Hoy nos enfrentamos a un fenómeno: la polarización, donde nos transformamos en la perra brava, hooligans, o hinchas, aludiendo a las barras del futbol, algunas de alta peligrosidad, y que nos hacen defender con uñas y dientes, las ideas que nos parecen correctas o verdaderas en lugar de recurrir al dialogo y al intercambio de opiniones; por momentos, quisiéramos que todo el mundo mundial pensara igual sobre los derechos humanos, o determinados principios inevitables para que podamos vivir en un mundo más justo, justo para mí, pero que piensa el otro o la otra.
La polarización es un concepto que se deriva de la física para explicar el comportamiento de las ondas eléctricas y magnéticas, que, adaptado a la ciencia política, se refiere a la división en extremos opuestos del pensamiento donde la moderación pierde adeptos e influencia y se da pie a ideologías binarias e identidades políticas opuestas.
La dinámica de este sistema es el conflicto constante y la falta de consensos.
Los últimos dos siglos se han distinguido por la confrontación, a pesar de que Francis Fukuyama en su ensayo «El Fin de la Historia», señalaba que, a partir de la caída del muro de Berlín, se abría la posibilidad de un mundo regido por la democracia liberal occidental a raíz de la caída del comunismo y el fin de la guerra fría.
Sin embargo, la guerra fría permanece ahí con otras características, el 11 de septiembre de 2001, el atentado al corazón mismo de Estados Unidos del grupo Al Qaeda, motivo la entrada al siglo XXI y con ello la aparición de grupos fundamentalistas que oscilan entre la derecha y la izquierda.

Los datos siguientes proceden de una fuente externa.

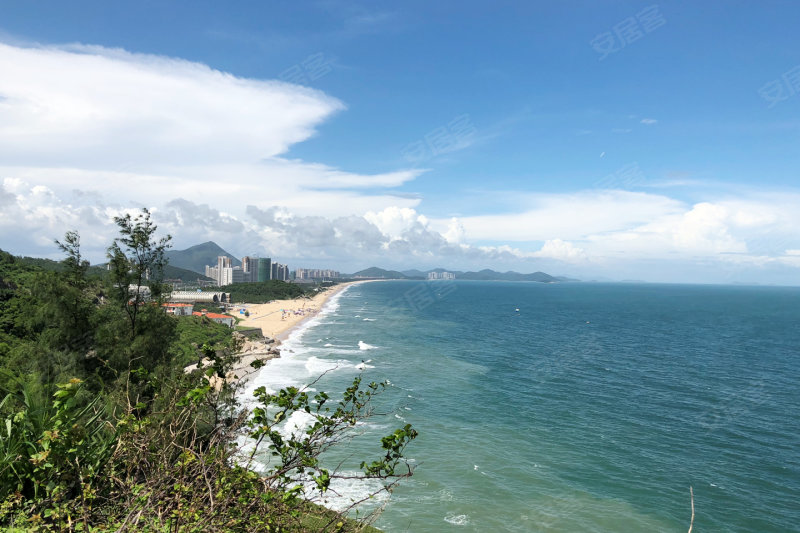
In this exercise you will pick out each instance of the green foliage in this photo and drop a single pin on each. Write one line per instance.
(132, 441)
(50, 451)
(193, 332)
(136, 260)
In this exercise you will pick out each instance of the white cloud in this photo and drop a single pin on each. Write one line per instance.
(146, 129)
(89, 133)
(562, 251)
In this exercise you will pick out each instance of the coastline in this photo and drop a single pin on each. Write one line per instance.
(277, 320)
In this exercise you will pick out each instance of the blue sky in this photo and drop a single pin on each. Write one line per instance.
(603, 140)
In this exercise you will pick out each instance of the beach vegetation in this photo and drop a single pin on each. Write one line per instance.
(102, 429)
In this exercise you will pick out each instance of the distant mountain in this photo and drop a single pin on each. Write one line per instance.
(483, 275)
(173, 272)
(375, 272)
(491, 275)
(196, 258)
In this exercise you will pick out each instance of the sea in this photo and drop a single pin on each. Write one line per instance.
(566, 407)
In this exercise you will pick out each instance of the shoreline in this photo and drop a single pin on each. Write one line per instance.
(277, 320)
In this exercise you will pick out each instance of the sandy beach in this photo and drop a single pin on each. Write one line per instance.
(277, 318)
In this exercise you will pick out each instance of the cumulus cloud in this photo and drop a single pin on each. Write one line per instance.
(89, 133)
(142, 129)
(562, 251)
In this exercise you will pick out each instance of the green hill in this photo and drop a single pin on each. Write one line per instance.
(195, 258)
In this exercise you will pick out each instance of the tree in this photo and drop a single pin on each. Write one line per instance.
(136, 261)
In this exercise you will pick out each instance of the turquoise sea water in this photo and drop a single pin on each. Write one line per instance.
(593, 408)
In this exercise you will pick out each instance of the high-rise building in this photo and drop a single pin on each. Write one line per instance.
(250, 268)
(264, 269)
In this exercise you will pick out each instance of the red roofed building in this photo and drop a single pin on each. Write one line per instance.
(228, 320)
(178, 309)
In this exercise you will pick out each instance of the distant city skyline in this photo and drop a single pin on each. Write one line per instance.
(596, 140)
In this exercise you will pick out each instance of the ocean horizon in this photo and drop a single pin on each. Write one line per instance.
(568, 407)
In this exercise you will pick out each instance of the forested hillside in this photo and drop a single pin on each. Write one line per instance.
(101, 429)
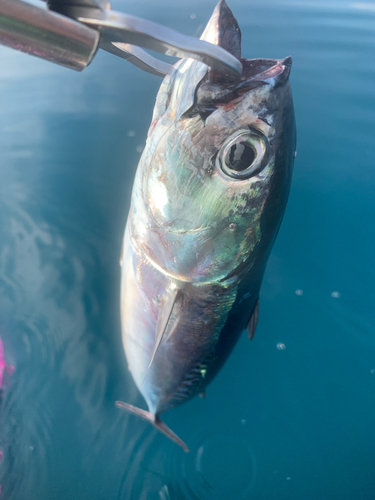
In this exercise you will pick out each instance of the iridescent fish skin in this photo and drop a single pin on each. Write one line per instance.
(208, 199)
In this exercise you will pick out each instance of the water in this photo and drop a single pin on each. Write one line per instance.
(291, 415)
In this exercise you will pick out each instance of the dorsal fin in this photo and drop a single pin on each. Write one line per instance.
(253, 321)
(222, 29)
(162, 323)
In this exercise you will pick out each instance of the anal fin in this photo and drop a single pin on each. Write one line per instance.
(155, 421)
(253, 321)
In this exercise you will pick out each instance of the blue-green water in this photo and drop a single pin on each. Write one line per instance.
(291, 416)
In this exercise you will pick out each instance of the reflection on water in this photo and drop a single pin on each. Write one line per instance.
(291, 414)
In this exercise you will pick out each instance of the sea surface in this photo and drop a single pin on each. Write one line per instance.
(292, 414)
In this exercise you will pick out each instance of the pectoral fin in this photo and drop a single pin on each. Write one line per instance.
(253, 321)
(162, 323)
(155, 421)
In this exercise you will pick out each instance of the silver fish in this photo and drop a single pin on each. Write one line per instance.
(207, 203)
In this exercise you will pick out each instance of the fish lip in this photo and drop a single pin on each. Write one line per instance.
(177, 278)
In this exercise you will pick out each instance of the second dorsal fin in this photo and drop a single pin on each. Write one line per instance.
(253, 321)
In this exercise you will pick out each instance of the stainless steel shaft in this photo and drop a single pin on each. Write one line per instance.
(46, 34)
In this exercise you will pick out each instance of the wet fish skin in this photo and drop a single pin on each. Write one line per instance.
(198, 237)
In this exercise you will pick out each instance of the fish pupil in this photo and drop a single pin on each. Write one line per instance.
(240, 156)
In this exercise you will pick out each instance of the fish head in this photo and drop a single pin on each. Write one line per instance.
(214, 178)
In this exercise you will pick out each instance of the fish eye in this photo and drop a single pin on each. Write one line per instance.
(243, 154)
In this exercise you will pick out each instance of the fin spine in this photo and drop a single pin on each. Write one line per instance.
(155, 421)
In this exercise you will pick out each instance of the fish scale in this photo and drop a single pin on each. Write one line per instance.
(201, 226)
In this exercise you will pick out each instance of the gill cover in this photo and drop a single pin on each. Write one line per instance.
(206, 173)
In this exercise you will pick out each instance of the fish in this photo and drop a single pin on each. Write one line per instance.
(208, 199)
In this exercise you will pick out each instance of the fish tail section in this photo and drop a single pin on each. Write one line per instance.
(155, 421)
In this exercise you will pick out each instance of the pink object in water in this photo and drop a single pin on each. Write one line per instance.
(9, 369)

La propia desigualdad en que miles de seres humanos viven, propicia este estado de confrontación.
Cada vez que entras en tu Twitter, o tu Facebook, suspiras hondo sospechando lo que te vas a encontrar.
Tu timeline, como el de la mayoría de gente que conoces, está lleno de amigos, conocidos o personajes de internet discutiendo constantemente sobre cualquier tema.
Da la sensación de que las redes sociales se han convertido en una batalla entre grupos antagónicos peleados entre sí.
Como ya sabemos, las redes sociales y sus algoritmos tienden a ofrecernos el contenido que refuerza nuestras propias ideas y preconcepciones del mundo.
Eso sin contar su papel como difusoras de bulos, desinformación o fake news, convirtiendo las redes en un peligroso vehículo de difusión de mensajes de intolerancia y odio frente a grupos que no piensan como nosotros.
Por este motivo debemos tomar un rol activo y plantar cara para frenar los bulos y el mensaje intolerante.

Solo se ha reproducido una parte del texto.